New Language Support in Common Voice

Can you add Bengali in Deep Speech Languages? I think it is important!
With 228 million Native Users and 37 million second-language speakers, Bengali is the fifth most-spoken native language and the seventh most spoken language by the total number of speakers in the world. Ref: Bengali language

As it is my native language, I will be able to support you. Let me know how can I help in the process.

Bengali is already in progress for localization

https://pontoon.mozilla.org/bn/common-voice/

I see there are only 598 sentences from our sentence collector and no existing efforts to get wikipedia sentences (this should come first).

Please see this topic for reference:

2 Likes

@nukeador I have started the process of extracting sentences from the wiki dump. The repo is here. I would need some help to figure out the language rules and blacklist. I think the issue is common-voice-wiki-scraper treating . as a sentence terminator, which is not the case in Bengali. Even the bengali common voice website has issues. How to I reach to the translators? Should I open issues in voice-web? May be this is asking for too much but a riot channel(like the other common voice communities) for the contributors would help this effort a lot. How do I go about that?

You can ask about the rules on the sentence extractor topic or on the matrix room about the tool.

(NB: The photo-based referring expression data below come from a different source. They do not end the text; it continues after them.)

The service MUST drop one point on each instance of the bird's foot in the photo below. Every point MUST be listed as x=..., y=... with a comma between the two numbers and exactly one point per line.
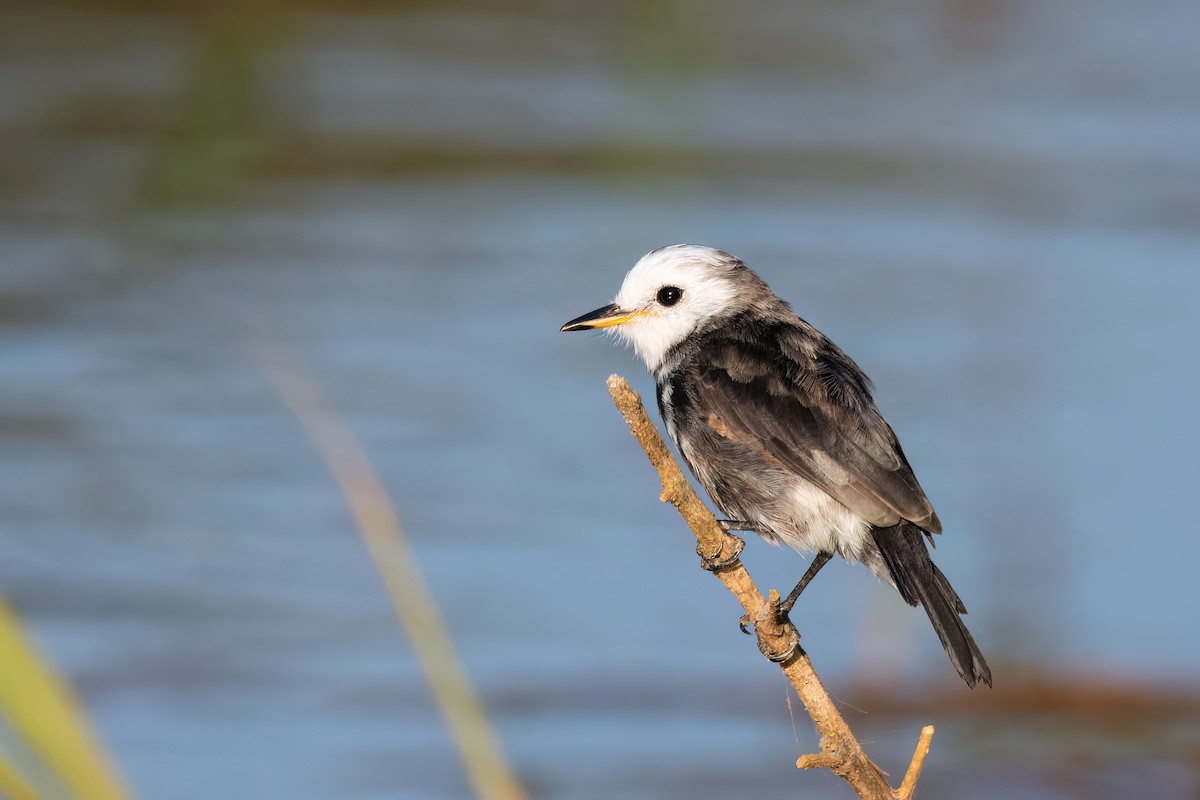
x=726, y=555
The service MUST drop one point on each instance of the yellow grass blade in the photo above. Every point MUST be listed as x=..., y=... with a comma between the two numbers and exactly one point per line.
x=11, y=786
x=377, y=522
x=43, y=711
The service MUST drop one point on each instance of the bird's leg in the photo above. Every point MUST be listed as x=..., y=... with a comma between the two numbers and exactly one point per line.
x=819, y=561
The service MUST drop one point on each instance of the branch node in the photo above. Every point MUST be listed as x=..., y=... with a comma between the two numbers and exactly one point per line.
x=817, y=761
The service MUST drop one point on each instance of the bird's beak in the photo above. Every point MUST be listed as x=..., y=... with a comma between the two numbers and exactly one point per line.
x=605, y=317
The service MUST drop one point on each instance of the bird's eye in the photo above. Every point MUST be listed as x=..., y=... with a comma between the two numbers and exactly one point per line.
x=670, y=295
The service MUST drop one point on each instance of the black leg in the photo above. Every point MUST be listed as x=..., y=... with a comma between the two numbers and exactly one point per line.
x=819, y=561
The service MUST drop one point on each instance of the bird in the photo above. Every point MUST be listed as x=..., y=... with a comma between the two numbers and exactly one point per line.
x=780, y=428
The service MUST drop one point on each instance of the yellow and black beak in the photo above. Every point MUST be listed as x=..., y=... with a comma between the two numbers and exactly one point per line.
x=606, y=317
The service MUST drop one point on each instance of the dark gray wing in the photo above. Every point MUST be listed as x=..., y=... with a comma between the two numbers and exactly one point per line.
x=809, y=408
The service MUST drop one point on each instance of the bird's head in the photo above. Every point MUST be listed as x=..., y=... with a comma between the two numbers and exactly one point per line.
x=672, y=293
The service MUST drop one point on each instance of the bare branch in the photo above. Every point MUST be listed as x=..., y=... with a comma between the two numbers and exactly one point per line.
x=918, y=761
x=778, y=638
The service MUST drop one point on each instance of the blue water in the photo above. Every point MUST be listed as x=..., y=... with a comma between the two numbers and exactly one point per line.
x=991, y=208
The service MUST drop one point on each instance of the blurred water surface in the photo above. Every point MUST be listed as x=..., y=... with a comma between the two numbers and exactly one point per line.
x=991, y=205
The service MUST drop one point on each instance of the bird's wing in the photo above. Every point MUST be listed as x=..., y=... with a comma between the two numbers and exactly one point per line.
x=811, y=411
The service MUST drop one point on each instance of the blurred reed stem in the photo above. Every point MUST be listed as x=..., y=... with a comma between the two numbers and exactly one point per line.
x=379, y=527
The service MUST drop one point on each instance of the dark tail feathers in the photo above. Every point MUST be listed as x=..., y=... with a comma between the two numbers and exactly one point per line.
x=919, y=581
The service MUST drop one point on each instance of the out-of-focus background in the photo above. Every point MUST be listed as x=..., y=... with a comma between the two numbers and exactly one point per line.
x=991, y=204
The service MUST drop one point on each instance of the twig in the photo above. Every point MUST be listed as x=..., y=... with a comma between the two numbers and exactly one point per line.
x=778, y=638
x=478, y=747
x=918, y=761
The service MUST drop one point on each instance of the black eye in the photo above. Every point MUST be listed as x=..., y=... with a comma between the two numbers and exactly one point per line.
x=670, y=295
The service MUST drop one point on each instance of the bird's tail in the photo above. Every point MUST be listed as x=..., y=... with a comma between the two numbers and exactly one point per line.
x=919, y=581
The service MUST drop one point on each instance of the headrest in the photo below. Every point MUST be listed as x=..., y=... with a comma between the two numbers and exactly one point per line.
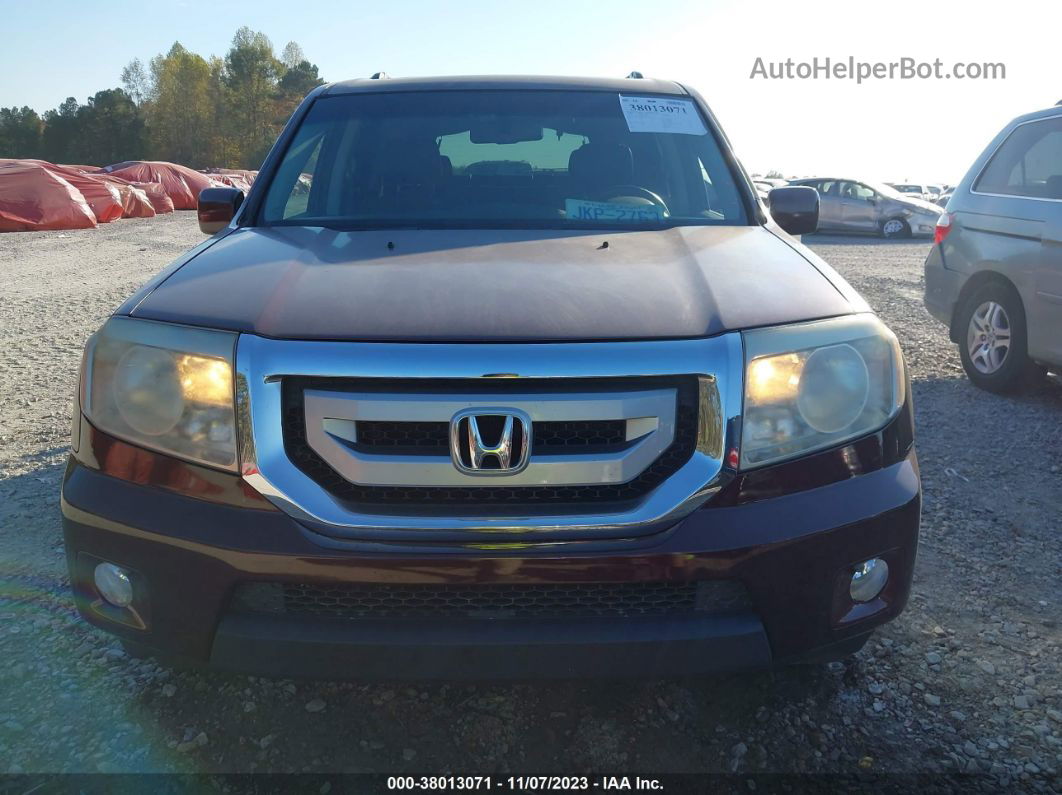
x=602, y=163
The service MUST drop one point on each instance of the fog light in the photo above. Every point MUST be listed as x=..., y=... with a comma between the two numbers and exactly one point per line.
x=114, y=585
x=869, y=580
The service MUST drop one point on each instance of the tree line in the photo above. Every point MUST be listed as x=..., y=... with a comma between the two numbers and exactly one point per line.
x=180, y=107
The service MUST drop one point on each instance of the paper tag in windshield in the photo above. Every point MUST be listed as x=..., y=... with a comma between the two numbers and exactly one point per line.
x=658, y=115
x=579, y=209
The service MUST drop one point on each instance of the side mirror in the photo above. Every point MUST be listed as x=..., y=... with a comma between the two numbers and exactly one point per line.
x=217, y=207
x=795, y=208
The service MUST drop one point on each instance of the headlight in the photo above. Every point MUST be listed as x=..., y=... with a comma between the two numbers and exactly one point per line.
x=166, y=387
x=818, y=384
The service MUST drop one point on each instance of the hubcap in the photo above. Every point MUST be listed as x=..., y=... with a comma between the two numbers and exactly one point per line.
x=988, y=338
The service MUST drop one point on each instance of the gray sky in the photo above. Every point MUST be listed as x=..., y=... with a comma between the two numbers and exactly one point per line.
x=889, y=130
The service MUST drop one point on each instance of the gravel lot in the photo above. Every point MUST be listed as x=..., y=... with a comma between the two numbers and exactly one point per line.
x=969, y=679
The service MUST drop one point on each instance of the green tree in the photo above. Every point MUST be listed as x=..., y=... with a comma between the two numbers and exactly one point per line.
x=61, y=132
x=135, y=81
x=20, y=133
x=252, y=72
x=110, y=128
x=178, y=109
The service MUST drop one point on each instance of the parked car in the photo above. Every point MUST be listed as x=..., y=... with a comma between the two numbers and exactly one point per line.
x=855, y=206
x=595, y=414
x=994, y=274
x=915, y=190
x=763, y=190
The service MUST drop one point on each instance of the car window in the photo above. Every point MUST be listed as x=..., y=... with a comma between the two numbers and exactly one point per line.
x=1028, y=163
x=826, y=187
x=499, y=158
x=857, y=191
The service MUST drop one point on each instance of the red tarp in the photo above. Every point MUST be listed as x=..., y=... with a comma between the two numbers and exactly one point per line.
x=183, y=185
x=241, y=178
x=102, y=197
x=156, y=194
x=34, y=199
x=135, y=202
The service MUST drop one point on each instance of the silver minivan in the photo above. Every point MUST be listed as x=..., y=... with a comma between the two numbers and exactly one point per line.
x=994, y=273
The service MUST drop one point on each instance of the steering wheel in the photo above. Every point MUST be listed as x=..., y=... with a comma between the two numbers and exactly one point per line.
x=634, y=190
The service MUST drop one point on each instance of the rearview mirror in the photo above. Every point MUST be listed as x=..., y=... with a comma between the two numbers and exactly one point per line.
x=217, y=208
x=795, y=208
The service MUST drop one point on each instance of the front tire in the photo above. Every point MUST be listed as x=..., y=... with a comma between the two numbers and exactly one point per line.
x=993, y=341
x=895, y=228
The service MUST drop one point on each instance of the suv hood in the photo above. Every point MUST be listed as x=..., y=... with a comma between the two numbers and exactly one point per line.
x=496, y=284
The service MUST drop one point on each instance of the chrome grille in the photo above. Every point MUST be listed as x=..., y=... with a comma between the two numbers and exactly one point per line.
x=555, y=436
x=433, y=438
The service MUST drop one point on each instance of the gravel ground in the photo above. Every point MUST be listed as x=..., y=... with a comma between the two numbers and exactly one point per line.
x=966, y=680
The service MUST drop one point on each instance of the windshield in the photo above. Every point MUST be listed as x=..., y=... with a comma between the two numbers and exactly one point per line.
x=582, y=159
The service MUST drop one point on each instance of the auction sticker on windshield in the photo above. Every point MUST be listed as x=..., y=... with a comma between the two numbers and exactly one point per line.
x=579, y=209
x=658, y=115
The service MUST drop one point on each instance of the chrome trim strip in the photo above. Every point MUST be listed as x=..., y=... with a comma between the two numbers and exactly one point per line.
x=261, y=363
x=569, y=469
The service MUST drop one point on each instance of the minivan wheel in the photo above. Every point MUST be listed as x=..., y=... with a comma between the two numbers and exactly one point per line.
x=993, y=346
x=895, y=227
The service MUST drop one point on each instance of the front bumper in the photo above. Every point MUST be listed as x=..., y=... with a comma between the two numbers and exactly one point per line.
x=793, y=553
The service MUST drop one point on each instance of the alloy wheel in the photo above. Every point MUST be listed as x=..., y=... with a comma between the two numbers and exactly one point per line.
x=988, y=338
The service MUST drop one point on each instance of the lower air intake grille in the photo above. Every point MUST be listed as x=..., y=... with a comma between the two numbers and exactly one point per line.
x=602, y=600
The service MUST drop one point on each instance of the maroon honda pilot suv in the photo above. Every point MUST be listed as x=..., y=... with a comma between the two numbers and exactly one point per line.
x=495, y=377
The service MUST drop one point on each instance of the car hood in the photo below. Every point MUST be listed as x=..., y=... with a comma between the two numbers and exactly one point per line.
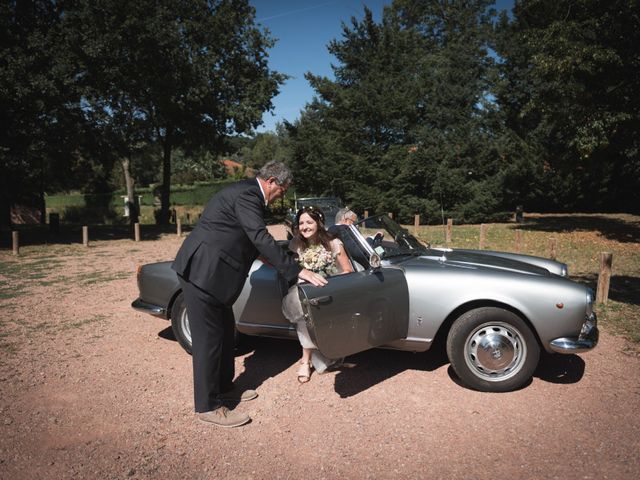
x=477, y=260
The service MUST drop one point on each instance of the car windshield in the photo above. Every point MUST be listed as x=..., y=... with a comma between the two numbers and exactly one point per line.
x=388, y=239
x=325, y=203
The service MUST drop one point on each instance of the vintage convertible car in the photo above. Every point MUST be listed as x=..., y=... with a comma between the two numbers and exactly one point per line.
x=496, y=310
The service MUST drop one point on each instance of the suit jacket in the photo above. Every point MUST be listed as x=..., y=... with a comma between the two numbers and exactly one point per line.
x=229, y=236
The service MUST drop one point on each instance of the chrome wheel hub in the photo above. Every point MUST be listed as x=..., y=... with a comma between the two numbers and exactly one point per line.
x=495, y=351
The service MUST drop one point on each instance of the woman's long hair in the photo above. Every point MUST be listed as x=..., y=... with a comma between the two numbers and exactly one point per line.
x=322, y=235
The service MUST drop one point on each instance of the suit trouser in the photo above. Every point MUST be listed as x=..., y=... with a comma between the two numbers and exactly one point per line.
x=212, y=333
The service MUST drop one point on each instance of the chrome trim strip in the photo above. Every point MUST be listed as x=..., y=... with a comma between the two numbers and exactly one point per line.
x=587, y=340
x=418, y=339
x=149, y=308
x=267, y=326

You can reach out Bengali localizers and reviewers from

https://pontoon.mozilla.org/bn/common-voice/contributors/

I have made some progress regarding scraping bn.wiki, a more or less complete rules(bn.toml) file has been created with help from @mkohler. Although it is only generating 410-20 sentences from 90k articles on Bengali Wikipedia. Which seems low compared to the 4.5k sentences out of 139k articles on Hindi Wikipedia. Maybe its an issue with the sentence tokeniser.

Nevertheless, there is another issue with the blocklist creation, because cvtools is hardcoded for the roman alphabet. This word statistics generation /blacklist generation tool will be particularly useful for scraping more public domain sources. So can anyone suggest an alternative tool, I am sure there are plenty. It wouldn’t be productive to try to modify cvtools if a good alternative already exists.

All the files related to the progress can be found in the repo mentioned earlier.

@dabinat might have some thoughts here :slight_smile:

https://github.com/Common-Voice/cv-sentence-extractor/blob/master/src/extractor.rs#L127

It basically falls back to English tokenizer which is raising the issue that it only picks up sentences with “.” ending.

@nukeador I will take a look at this over the weekend.